Critically Ill Clinical Trial
Official title:
Does Ultrasonographic Assessment of Gastric Antrum Correlate With Gastric Residual Volume in Critically Ill Patients? A Prospective Study
A recent systematic review reported that the prevalence of enteral nutrition intolerance in critically ill patients ranged from 2% to 75%, and the pooled rate was 38.3%.Many randomized controlled trials have reported that the incidence of pneumonia, regurgitation and aspiration do not correlate well with gastric residual volume (GRV) monitoring. In addition, it was reported that GRV monitoring may cause more frequent obstructions in the enteral tube access, leading to greater loss of time for intensive care unit nurses and patients receiving less than the prescribed daily intake due to enteral nutrition interruptions. The most recent SCCM/ASPEN guidelines in 2016 recommended that GRV monitoring not be included in the daily care protocol, but many institutions still use it to determine whether to continue enteral nutrition or to detect enteral tube-feeding intolerance. This study aimed to evaluate the relationship between ultrasonographic gastric antral measurements and aspirated gastric residual volume GRV in mechanically ventilated critically ill patients receiving enteral tube feeding via nasogastric, orogastric, or percutaneous gastrostomy tubes.
Data collection and measurements:
The following clinical parameters of included patients will be recorded: age, sex, body
weight, height, body mass index, Acute Physiology and Chronic Health Evaluation II (APACHE
II) score on the day of admission,the Charlson Comorbidity Index score, any comorbid
diseases, the total amount of EN product during the last 24 hours before ultrasonographic
assessment, vasopressor therapy during imaging, and the dose of the vasopressors.

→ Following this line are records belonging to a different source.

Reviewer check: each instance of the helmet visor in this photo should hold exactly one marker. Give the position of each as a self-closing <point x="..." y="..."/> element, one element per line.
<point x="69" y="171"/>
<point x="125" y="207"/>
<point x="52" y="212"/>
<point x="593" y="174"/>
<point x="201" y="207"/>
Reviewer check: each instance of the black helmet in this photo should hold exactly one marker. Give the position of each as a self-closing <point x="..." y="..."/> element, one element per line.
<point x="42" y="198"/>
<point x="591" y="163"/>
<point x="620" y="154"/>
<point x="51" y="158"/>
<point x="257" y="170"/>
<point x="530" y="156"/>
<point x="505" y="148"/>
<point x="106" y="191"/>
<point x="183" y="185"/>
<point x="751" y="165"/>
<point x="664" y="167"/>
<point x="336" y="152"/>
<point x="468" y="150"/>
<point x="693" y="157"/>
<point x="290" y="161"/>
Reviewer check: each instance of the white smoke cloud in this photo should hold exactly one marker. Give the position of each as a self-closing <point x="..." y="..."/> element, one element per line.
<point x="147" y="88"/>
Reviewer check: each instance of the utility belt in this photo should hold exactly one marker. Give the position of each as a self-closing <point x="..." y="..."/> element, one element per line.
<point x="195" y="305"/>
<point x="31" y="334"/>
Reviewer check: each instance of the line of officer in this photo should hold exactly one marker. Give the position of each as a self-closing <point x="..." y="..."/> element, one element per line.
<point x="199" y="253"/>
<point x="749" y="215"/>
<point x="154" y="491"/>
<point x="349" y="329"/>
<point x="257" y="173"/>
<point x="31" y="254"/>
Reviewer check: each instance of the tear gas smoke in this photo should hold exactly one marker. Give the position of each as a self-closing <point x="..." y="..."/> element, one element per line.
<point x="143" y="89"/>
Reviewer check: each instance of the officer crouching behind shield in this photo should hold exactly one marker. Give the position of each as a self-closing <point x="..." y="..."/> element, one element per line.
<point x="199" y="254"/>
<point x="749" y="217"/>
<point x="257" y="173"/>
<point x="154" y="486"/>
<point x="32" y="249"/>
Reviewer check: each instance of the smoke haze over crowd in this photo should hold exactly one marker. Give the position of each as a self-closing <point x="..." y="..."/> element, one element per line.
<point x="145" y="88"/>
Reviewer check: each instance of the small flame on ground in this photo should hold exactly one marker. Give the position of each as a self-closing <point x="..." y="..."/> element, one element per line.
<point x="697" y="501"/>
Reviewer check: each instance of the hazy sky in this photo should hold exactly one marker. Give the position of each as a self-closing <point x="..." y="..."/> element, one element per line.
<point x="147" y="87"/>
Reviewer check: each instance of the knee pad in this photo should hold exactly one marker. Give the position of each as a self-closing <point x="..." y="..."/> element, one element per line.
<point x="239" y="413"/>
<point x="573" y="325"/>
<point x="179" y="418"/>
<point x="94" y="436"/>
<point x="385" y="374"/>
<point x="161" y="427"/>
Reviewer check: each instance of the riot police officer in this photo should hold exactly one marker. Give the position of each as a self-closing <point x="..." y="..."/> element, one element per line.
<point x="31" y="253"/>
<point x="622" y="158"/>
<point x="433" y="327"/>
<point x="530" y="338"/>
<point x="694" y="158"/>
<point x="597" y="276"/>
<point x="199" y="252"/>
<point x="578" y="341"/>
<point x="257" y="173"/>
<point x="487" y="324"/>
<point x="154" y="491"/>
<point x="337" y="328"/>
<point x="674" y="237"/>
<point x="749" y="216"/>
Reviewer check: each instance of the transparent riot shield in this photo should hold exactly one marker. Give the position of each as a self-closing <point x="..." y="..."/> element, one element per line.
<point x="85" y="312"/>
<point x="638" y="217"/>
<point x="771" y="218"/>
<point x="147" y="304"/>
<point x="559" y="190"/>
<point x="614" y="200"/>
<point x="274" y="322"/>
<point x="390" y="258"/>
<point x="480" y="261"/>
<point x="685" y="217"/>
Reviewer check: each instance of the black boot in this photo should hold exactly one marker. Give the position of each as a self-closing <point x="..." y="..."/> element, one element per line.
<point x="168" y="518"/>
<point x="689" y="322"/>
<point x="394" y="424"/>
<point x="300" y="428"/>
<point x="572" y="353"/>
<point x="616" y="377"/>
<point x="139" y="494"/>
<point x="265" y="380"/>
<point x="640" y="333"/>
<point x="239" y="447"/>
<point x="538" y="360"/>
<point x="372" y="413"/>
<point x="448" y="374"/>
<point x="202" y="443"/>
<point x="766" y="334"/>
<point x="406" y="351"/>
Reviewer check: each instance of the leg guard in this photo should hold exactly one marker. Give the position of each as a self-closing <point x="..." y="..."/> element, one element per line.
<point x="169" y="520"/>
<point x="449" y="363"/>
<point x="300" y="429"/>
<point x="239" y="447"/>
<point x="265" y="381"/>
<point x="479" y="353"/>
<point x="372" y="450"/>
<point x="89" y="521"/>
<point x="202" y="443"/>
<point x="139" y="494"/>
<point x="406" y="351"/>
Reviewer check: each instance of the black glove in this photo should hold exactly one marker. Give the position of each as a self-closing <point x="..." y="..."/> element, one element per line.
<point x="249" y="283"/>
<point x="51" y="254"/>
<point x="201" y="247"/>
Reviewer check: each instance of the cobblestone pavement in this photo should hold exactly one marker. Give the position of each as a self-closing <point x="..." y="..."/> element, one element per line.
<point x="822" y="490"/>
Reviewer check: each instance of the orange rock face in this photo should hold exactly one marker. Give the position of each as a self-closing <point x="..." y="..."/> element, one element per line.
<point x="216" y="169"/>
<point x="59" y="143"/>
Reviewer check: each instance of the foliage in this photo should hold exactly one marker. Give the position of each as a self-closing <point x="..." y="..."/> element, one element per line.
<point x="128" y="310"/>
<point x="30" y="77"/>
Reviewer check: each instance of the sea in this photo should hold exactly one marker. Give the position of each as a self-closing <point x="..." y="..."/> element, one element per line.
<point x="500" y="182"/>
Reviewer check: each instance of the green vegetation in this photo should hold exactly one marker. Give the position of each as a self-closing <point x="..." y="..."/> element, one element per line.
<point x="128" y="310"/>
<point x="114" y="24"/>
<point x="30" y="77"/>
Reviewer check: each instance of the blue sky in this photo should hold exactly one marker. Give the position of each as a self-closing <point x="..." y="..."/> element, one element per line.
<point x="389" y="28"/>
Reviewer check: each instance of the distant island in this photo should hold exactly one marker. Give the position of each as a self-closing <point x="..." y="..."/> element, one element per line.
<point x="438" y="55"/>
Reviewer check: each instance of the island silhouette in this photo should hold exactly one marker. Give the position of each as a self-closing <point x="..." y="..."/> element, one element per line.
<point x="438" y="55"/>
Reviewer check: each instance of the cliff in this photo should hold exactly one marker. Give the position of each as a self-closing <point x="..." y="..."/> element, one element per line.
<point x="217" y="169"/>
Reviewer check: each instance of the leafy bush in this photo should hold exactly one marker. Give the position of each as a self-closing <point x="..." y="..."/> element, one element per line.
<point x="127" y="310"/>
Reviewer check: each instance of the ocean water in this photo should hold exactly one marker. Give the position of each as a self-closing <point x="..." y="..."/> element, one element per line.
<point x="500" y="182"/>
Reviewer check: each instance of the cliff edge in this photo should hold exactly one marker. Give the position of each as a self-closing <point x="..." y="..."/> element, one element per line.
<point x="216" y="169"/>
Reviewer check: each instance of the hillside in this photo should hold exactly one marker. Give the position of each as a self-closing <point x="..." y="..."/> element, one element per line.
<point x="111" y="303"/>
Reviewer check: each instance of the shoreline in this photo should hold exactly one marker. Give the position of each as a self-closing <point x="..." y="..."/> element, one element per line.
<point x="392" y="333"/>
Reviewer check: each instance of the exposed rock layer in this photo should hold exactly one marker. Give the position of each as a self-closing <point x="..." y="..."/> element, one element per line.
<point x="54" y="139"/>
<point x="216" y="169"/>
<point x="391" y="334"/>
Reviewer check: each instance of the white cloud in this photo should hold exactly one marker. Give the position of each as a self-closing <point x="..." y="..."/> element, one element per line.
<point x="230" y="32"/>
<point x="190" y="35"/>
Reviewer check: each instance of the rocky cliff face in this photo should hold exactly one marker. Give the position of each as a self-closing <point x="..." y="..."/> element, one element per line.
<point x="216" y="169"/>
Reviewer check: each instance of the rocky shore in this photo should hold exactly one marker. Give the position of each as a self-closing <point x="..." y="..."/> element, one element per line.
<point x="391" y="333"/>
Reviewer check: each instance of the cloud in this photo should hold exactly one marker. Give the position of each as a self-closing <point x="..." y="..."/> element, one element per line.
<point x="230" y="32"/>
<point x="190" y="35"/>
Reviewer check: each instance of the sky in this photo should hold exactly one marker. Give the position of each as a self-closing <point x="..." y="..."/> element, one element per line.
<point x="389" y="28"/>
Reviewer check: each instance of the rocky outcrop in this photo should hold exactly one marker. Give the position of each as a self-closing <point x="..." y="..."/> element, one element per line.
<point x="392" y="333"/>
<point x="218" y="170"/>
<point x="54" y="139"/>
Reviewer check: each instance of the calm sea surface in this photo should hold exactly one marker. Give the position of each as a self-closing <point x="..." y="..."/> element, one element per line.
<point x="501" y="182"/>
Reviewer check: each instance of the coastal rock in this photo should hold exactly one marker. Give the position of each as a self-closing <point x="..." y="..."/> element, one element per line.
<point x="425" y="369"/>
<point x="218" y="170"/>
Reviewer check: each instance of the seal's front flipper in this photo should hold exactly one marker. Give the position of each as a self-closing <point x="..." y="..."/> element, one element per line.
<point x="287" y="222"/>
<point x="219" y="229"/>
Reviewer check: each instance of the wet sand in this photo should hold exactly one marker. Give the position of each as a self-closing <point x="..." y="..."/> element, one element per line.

Ultrasonographic gastric antrum imaging procedure:
Ultrasonographic gastric antrum imaging will be carried out by the same intensivist on each
patient just before routine tube-feed aspiration. Gastric antrum images will be obtained with
a 2.5-6 MHz curvilinear probe placed in the sagittal plane of the epigastric region. All
imaging attempts will be carried out in a 30-degree head-elevation supine position as
described previously. Reference points will be used to obtain images of the gastric
antrum—left anterior lobe of the liver, head of pancreas and abdominal aorta.The
anteroposterior and craniocaudal diameters of the gastric antrum will be measured three times
for each ultrasonographic assessment. The mean value of the three will be recorded. The
universally accepted Two-Diameter Method defined by Bolondi et al. will be used for the
measurement of antral cross-sectional area.
Tube-feeding aspiration (GRV measurement) procedure:
Routine gastric residual volume aspirations will be performed by the nursing staff blinded to
the ultrasonographic measurements. The time between gastric antrum imaging and the beginning
of GRV aspiration will be recorded in minutes. Gastric contents will slowly aspirated with 50
ml syringes for at least 10 minutes until stomach contents could no longer be aspirated.
Patients will be reassessed with ultrasonography after the aspiration to ensure that the
stomach is completely emptied with aspiration.